Dos horas antes, dos asaltantes ingresaron al edificio de Oroño al 700 con el objetivo, según señalaron fuentes de la policía, de robar la recaudación de la clínica. Como no lograron conseguir el dinero porque aparentemente no había plata en la caja, los dos asaltantes cerraron las puertas de la clínica y tomaron a todos los que estaban presentes de rehenes, según el relato preliminar de los voceros de la URII.

Por los techos

Poco después de que arribara al lugar un patrullero del Comando Radioeléctrico, que había sido alertado a través del 911, uno de los dos ladrones huyó por los techos. El que quedó dentro de la clínica redujo al médico residente David Sánchez y a una paciente que después logró salir de la clínica. Por lo que advirtieron algunas personas que habían estado en la clínica, el temor de que la situación se desmadrara era muy grande, ya que los delincuentes disparaban dentro de la clínica. Uno de los profesionales dijo que escuchó por lo menos siete disparos, efectuados con una pistola 9 mm.

Media hora después de que los ladrones ingresaran a la clínica, un centenar de efectivos cercaba las inmediaciones de la casona de Oroño al 700. Además de la policía, llegaron al lugar para negociar con los secuestradores agentes del Servicio Penitenciario. Uno de los ladrones le había exigido a los negociadores que los efectivos de esta área estuvieran presentes en el lugar antes de entregarse. Uno de los asaltantes se fugó por los techos, mientras que el otro había dejado salir a media docena de rehenes y mantenía a dos, un médico y una paciente.

Cerca de las 12, el comisario Osvaldo Toledo entró junto con otros efectivos a la clínica, y salió con el ladrón esposado y su rostro tapado con una campera blanca. El jefe de la Unidad Regional II sostuvo que el detenido era un convicto de la Unidad Penitenciaria Nº 3 que estaba beneficiado con el régimen de salidas transitorias. El apresado, cuyo nombre no trascendió hasta el cierre de esta edición, estuvo detenido por homicidio y reiterados robos calificados.

“La presencia del Servicio Penitenciario fue muy importante para destrabar la situación, porque el detenido había exigido la presencia de estos efectivos para liberar a los rehenes”, afirmó Toledo.

Amenazan con protestar frente a la casa de Cuenca

La protesta de un grupo de vecinos de barrio Saladillo -ubicado en la zona sur de Rosario, donde la semana pasada el crimen de un repartidor de golosinas generó un fuerte malestar social- amenazaba hoy con trasladarse a la vivienda particular del ministro de Seguridad, Daniel Cuenca, quien está convaleciente de una intervención quirúrgica.

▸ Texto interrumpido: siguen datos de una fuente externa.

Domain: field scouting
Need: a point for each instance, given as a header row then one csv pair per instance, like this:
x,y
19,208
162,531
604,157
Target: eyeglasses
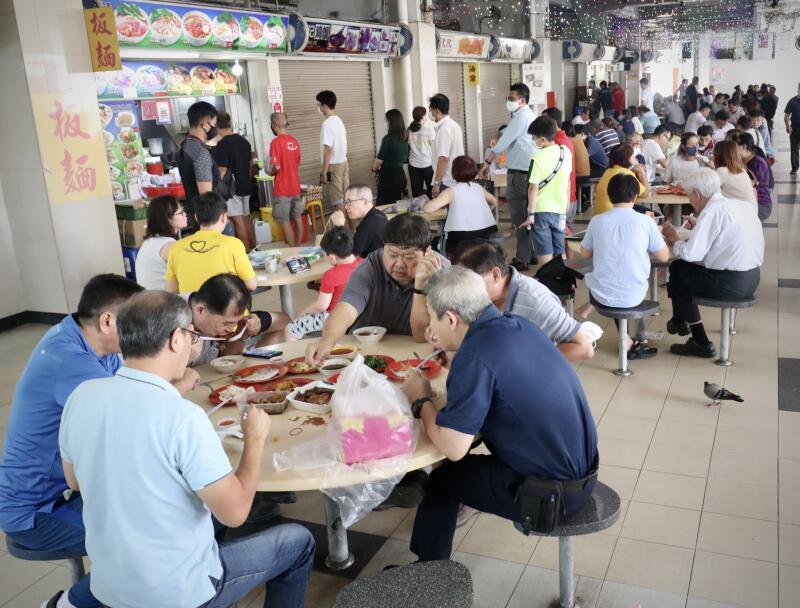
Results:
x,y
196,335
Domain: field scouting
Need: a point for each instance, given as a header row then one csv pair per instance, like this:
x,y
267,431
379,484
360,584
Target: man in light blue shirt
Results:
x,y
152,471
517,143
36,511
620,243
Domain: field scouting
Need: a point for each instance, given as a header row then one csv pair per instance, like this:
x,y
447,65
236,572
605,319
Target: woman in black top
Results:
x,y
391,158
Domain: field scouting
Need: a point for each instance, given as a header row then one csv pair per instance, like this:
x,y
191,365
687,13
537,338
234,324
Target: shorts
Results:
x,y
285,208
306,324
238,205
548,233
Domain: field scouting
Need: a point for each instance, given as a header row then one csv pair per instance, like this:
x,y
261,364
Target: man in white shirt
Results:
x,y
720,260
150,492
449,142
697,119
333,149
647,94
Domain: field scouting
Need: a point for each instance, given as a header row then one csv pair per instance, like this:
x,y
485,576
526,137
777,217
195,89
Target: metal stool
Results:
x,y
601,511
75,562
645,309
439,584
728,313
314,209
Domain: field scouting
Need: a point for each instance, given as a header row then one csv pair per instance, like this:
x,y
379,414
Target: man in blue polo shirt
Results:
x,y
36,509
535,423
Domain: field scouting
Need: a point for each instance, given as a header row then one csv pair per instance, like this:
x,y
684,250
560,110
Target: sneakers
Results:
x,y
693,349
678,327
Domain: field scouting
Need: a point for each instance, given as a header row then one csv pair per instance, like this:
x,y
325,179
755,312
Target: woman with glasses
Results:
x,y
166,218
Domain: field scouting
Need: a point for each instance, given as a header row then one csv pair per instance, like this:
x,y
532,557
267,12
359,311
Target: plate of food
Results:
x,y
398,370
298,365
165,26
257,374
314,398
196,28
131,21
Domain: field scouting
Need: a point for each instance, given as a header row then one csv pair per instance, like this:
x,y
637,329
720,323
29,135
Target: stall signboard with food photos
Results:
x,y
148,79
179,27
328,36
123,142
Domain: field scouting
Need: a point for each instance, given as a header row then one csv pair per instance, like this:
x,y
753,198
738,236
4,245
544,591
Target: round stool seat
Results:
x,y
645,309
708,302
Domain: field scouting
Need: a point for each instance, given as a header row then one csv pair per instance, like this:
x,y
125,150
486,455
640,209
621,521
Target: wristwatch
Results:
x,y
416,405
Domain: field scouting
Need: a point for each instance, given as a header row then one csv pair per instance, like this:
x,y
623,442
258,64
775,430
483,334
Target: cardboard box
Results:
x,y
131,232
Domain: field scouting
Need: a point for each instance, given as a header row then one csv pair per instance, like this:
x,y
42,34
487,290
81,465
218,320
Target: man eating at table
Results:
x,y
535,422
149,493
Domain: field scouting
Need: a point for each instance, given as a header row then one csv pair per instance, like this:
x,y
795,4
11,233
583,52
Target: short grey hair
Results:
x,y
706,182
458,290
146,321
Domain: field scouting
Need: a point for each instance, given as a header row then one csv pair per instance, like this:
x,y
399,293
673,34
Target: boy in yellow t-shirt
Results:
x,y
207,252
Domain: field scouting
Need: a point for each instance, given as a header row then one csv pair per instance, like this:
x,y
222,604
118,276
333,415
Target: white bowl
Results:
x,y
370,335
337,361
228,364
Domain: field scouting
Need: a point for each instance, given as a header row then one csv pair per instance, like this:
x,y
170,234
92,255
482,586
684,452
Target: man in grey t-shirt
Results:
x,y
522,295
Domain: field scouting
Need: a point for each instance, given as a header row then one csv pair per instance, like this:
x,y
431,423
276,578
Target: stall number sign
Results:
x,y
472,74
101,31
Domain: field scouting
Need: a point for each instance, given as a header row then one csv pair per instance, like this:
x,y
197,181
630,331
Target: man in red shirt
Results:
x,y
562,139
284,158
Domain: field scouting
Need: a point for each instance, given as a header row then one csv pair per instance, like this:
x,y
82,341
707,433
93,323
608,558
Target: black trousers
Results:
x,y
421,180
478,481
687,280
391,184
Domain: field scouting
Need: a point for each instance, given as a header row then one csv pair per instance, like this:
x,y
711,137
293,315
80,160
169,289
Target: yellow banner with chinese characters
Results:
x,y
472,74
71,145
101,30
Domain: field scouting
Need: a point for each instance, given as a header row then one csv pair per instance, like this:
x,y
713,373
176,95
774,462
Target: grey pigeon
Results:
x,y
718,393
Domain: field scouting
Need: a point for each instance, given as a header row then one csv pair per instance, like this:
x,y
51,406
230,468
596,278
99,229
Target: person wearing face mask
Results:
x,y
686,161
199,172
517,144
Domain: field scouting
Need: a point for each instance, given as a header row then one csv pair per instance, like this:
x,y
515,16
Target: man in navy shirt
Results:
x,y
528,407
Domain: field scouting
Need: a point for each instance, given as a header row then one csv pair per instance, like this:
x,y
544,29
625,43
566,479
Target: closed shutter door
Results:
x,y
451,83
495,80
301,81
570,82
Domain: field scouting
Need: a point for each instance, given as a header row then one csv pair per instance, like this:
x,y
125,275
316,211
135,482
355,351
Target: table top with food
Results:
x,y
297,395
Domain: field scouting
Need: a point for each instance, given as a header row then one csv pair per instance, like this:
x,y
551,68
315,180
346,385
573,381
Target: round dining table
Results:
x,y
294,427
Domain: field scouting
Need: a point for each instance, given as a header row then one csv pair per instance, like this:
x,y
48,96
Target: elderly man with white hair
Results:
x,y
536,424
720,260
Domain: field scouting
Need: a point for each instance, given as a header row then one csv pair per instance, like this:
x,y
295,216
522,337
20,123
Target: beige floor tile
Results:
x,y
678,460
592,554
623,480
789,586
626,427
495,537
684,434
670,490
759,470
755,442
789,506
736,580
622,453
742,499
651,565
740,536
660,524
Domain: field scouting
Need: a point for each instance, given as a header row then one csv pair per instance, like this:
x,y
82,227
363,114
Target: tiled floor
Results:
x,y
711,496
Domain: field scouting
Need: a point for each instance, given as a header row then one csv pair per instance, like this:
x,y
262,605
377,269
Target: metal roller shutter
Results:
x,y
451,83
301,81
495,80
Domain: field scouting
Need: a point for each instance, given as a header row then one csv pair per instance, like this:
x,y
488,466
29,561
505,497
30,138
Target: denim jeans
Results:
x,y
280,558
61,530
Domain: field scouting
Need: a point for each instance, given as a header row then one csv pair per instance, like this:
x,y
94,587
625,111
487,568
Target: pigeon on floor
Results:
x,y
718,393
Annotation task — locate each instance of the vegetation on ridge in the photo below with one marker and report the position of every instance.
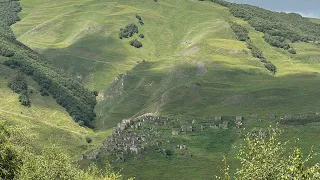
(279, 29)
(77, 100)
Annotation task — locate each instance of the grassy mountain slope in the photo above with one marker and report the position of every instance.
(190, 67)
(45, 122)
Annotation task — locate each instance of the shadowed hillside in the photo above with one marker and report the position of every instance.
(191, 66)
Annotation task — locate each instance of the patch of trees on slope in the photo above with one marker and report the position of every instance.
(242, 34)
(279, 28)
(78, 101)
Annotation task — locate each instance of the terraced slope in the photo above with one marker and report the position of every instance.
(190, 67)
(44, 122)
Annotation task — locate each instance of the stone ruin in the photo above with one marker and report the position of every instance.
(134, 136)
(128, 138)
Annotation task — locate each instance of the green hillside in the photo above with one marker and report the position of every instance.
(190, 67)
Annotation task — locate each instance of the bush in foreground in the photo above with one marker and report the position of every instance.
(265, 157)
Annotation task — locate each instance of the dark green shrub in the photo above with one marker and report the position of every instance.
(292, 51)
(128, 31)
(240, 32)
(271, 67)
(18, 83)
(135, 43)
(24, 99)
(89, 140)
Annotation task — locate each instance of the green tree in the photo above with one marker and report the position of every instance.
(265, 157)
(10, 160)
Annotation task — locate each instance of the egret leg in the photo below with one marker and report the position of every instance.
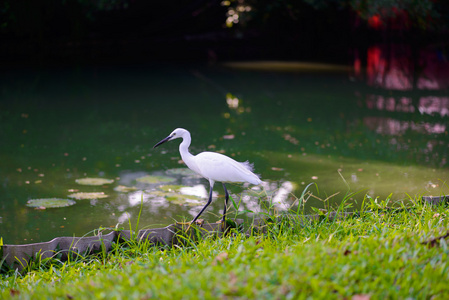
(205, 206)
(226, 203)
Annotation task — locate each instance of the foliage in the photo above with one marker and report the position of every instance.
(378, 253)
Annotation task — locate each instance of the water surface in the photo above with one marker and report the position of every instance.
(328, 126)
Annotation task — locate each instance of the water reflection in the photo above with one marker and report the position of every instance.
(401, 67)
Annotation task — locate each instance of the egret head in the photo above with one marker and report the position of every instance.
(177, 133)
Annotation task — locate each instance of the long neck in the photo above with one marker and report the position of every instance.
(184, 148)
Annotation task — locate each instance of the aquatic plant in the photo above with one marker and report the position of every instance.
(153, 179)
(91, 195)
(94, 181)
(49, 203)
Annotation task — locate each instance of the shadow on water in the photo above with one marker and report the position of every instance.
(380, 130)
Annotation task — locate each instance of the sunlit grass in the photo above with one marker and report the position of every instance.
(378, 252)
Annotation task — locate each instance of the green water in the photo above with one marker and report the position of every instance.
(58, 125)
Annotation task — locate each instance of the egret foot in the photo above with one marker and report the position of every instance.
(222, 222)
(199, 222)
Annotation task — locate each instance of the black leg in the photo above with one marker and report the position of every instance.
(226, 203)
(205, 206)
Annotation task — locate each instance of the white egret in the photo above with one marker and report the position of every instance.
(212, 166)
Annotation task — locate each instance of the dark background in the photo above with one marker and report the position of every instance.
(43, 32)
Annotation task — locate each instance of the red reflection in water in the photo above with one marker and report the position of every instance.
(434, 105)
(394, 67)
(391, 126)
(427, 105)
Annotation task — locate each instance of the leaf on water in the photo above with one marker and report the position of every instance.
(125, 189)
(182, 172)
(177, 198)
(82, 196)
(94, 181)
(171, 187)
(49, 203)
(152, 179)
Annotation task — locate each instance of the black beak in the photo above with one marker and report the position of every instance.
(163, 141)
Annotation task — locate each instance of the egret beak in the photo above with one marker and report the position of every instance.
(163, 141)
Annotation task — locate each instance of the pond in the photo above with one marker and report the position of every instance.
(298, 124)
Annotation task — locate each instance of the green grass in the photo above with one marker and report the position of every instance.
(379, 253)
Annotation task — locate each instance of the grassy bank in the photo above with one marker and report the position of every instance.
(378, 254)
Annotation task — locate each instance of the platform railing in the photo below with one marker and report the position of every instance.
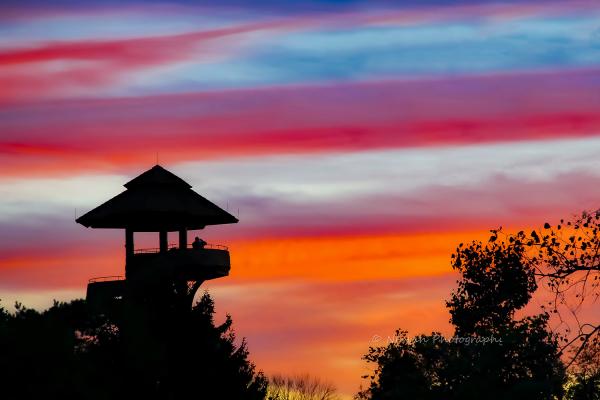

Sergio Nazzi, uno de los referentes de los vecinos de barrio Saladillo, dijo que hoy al mediodía estaba previsto que ese grupo fuera recibido por autoridades de la cartera de seguridad. Nazzi sostuvo que tras la reunión con los funcionarios del gobierno provincial los vecinos iban a evaluar si realizaban o no la protesta frente al domicilio de Cuenca.